Michael Rudolf arbeitet immer noch hier. Er kontrolliert noch immer täglich Hunderte Menschen, die den Sicherheitsbereich des Flughafens hier jeden Tag zum Arbeiten betreten, er bewacht Dienstleister, die das Gelände nicht alleine betreten dürfen, hält Wache an den Sicherheitsschleusen des Flughafens Köln/Bonn. Er heißt eigentlich anders, doch er will nicht erkannt werden. Denn eigentlich hat ihm die Sicherheitsfirma Securitas, die am Flughafen für Personal- und Warenkontrollen zuständig ist, längst gekündigt, in wenigen Wochen muss er ganz gehen.

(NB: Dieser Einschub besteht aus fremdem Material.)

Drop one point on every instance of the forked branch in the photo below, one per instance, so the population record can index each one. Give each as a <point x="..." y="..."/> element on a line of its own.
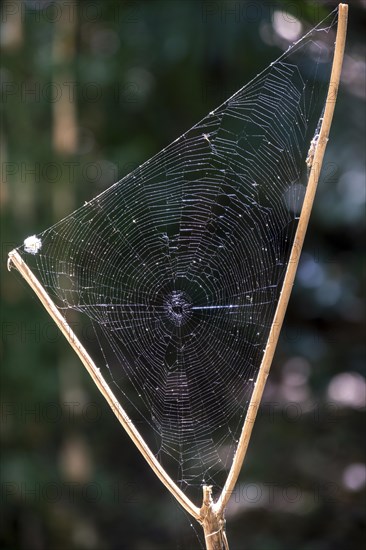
<point x="211" y="515"/>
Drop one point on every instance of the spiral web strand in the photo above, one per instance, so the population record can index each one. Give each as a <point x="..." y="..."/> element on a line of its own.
<point x="179" y="266"/>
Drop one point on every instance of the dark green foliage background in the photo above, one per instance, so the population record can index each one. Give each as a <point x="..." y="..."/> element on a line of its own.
<point x="159" y="67"/>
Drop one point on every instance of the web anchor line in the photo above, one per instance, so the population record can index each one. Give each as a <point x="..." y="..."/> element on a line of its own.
<point x="200" y="223"/>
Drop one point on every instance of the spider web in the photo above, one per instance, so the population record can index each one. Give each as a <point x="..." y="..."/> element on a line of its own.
<point x="179" y="265"/>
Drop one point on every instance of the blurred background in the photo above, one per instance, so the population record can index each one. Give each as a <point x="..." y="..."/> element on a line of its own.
<point x="89" y="91"/>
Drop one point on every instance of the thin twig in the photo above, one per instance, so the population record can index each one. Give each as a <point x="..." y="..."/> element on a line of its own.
<point x="211" y="515"/>
<point x="220" y="505"/>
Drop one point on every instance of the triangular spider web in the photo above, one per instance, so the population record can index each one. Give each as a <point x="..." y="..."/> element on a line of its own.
<point x="179" y="266"/>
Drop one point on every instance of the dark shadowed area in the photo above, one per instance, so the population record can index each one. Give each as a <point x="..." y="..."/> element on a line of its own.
<point x="90" y="90"/>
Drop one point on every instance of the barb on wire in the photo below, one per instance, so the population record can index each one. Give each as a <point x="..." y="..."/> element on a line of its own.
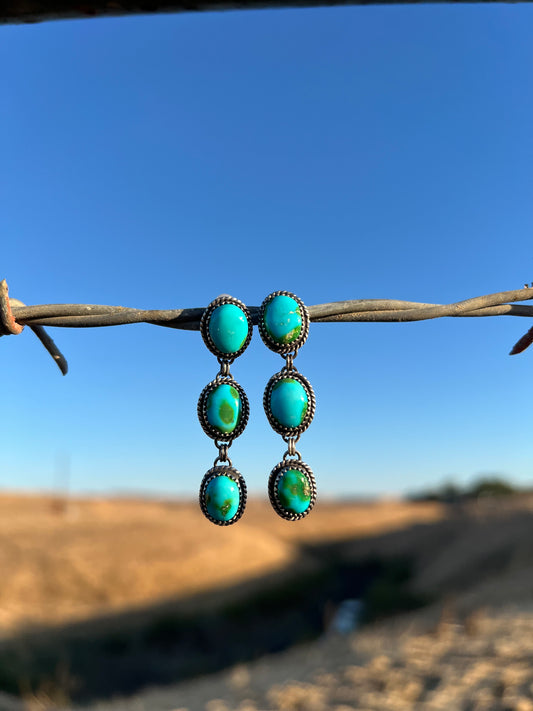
<point x="14" y="315"/>
<point x="10" y="326"/>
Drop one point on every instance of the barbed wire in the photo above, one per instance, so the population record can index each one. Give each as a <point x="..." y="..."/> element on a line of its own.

Das ist eine richtig emotionale Belastung gerade, arbeiten zu gehen in dem Wissen, dass mir schon gekündigt wurde", sagt Familienvater Rudolf. „Die Kollegen gucken mich so mitleidig an, als hätte ich Krebs.“ Dabei ist Rudolf längst nicht der einzige. Ganzen 29 Mitarbeitern hat Securitas seit Ende Mai gekündigt, angeblich allerdings nicht wegen der Corona-Pandemie, sondern wegen geringerer Auftragslage bei gleichzeitigem Personalüberhang, der noch im vergangenen Jahr begründet liege.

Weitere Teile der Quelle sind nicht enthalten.